Sex, Murder and Daniel Radcliffe in ‘Kill Your Darlings’ at Sundance

A graphic sex scene between Daniel Radcliffe and Dane DeHaan, or someone who looks like him, is a daring new frontier for the former Harry Potter

Getty Images“Kill Your Darlings,” the little-known story of murder and literary giants Jack Kerouac, Allen Ginsberg and their friend Lucien Carr, premiered to a packed theater at the Sundance Film Festival on Friday — and not just because Daniel Radcliffe (as Ginsberg) has a very explicit sex scene with Dane DeHaan (as Carr).

But that scene — nude, passionate and extremely graphic — is undoubtedly something that will be much talked about as a daring new frontier for the actor formerly known as Harry Potter. (Update on that very point: I've been informed that the sex scene is with someone who only looks like Carr but is in fact someone else Ginsberg picks up in a bar. Error conceded, with the observation that this was very hard to tell.)

The sex is complicated, like everything else in this ménage à quatre, depending on how you’re counting what and whom, all set at Columbia University in 1944.

Michael C. Hall plays David Kammerer, an older, obsessive admirer of Carr, a student at Columbia, who along with Ginsberg, Kerouac and William Burroughs is exploring the boundaries of literature and university rules.

Intense and manipulative, Carr coyly strings along admirers, who come to include the younger Ginsberg (Radcliffe, with curly hair and owlish glasses). How Carr ends up stabbing the jealous Kammerer to death on a dark night in a park along the Hudson River — and is then aided by his friends in dumping the body and creating a self-defense argument — is the crux of the story.

Also read: 13 Movies You Have to See at Sundance

The stabbing scene is intercut with the sex scene and another scene of Burroughs and Kerouac taking intravenous drugs, all drawing a transgressive parallel between the acts of penetration. It also makes the film itself somewhat transgressive.

“It is getting so hard in the studio culture to take a chance on voices that are unique, to tell stories that you haven’t seen a million times before,” said director John Krokidas (pictured above, at the far right) after the screening, thanking his benefactor, investor Michael Benaroya.

Benaroya, who fully financed the film, is one of the indie world’s latest wealthy young bucks willing to take a chance on a risky story. But even on a tight 24-day shoot, the high-end cast was on board quickly, including Ben Foster as Burroughs and Jack Huston as Kerouac.

The project started with Radcliffe envisioned as the young Ginsberg. DeHaan ("Lincoln," HBO's "In Treatment") landed the part within five minutes of his audition, Radcliffe said. “No one else had a chance” after that, he observed.

Hall said he auditioned and then, “I looked the director in the eye, and I said, ‘Don’t be an idiot, give me this part.’”

In fact, the Beat poets are having something of a renaissance, with “Kill Your Darlings” following close on the heels of “On the Road,” another tale from their lives.

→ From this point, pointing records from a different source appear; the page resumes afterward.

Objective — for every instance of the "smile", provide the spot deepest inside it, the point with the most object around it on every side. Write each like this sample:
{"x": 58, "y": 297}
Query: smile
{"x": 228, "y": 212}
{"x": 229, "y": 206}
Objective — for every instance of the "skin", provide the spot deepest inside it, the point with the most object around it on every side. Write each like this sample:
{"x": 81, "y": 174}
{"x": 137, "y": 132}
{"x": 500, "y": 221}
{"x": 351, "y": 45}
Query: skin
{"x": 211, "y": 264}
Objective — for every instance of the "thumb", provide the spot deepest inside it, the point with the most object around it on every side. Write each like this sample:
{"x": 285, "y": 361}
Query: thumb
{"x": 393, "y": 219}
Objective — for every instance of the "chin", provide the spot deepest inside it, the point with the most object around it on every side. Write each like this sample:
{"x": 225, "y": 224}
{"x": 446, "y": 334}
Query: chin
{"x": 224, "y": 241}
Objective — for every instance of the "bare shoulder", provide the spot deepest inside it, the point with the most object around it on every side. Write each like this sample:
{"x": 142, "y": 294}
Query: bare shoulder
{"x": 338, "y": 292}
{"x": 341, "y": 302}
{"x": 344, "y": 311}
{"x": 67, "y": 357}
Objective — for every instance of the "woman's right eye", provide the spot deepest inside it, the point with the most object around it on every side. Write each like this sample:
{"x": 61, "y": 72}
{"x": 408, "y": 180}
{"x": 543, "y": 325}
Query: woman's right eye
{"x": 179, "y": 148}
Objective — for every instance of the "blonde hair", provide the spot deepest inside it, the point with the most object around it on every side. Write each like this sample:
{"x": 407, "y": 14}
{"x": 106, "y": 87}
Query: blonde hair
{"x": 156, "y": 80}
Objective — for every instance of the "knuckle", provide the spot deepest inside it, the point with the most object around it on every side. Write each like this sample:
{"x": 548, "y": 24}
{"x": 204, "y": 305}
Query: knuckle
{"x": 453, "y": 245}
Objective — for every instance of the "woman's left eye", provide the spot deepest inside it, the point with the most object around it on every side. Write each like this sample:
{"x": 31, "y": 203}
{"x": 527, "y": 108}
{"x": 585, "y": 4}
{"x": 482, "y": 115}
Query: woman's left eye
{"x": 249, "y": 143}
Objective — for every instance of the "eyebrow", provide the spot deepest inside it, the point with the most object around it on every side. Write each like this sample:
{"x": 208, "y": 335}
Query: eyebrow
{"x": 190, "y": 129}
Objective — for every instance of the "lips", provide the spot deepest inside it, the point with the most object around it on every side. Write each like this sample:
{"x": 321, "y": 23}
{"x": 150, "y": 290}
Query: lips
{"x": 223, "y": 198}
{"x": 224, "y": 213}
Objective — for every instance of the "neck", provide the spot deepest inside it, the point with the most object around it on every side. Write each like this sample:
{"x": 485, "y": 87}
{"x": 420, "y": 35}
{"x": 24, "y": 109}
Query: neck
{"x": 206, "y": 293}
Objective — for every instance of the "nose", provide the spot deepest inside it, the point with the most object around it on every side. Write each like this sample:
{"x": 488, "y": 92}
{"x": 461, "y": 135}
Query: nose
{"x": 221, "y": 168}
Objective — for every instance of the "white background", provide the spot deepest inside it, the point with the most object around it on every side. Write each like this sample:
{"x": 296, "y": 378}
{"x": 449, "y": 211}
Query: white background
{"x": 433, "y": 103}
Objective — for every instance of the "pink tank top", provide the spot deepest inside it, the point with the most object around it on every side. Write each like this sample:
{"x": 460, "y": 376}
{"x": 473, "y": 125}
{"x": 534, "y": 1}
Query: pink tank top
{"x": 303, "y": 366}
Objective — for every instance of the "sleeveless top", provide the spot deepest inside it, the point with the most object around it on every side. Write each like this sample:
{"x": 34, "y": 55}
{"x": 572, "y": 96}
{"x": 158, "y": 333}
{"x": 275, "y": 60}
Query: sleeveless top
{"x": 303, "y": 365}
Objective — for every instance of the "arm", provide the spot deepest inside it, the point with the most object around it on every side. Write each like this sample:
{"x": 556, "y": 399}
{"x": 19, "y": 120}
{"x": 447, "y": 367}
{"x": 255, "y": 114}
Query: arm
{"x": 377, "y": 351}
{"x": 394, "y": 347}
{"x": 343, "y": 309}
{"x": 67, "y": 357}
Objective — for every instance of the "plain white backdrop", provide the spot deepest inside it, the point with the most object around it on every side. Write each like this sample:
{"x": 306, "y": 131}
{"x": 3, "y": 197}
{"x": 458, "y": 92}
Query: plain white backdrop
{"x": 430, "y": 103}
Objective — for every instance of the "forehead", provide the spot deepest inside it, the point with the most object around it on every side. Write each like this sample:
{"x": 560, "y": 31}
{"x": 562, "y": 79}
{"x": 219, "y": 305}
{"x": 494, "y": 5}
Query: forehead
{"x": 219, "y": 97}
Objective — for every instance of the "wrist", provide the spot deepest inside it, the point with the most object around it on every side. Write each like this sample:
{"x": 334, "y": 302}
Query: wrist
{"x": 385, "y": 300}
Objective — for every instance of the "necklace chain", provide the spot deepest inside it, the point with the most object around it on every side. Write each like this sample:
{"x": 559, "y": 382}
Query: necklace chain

This one, though, was obscured by the writers themselves and had to be put together piecemeal by news reports and their sketchy memoirs that appeared designed to protect Carr, a lifelong friend (and the father of novelist Caleb Carr), who later married and had a family.

“Like 'The Manchurian Candidate,' all their memoirs had one paragraph, and it was the same paragraph,” said Krokidas. “Lucien stayed friends with Allen until the end."

The movie, which was received with warm applause if not bidding-war-style enthusiasm, is up for acquisition.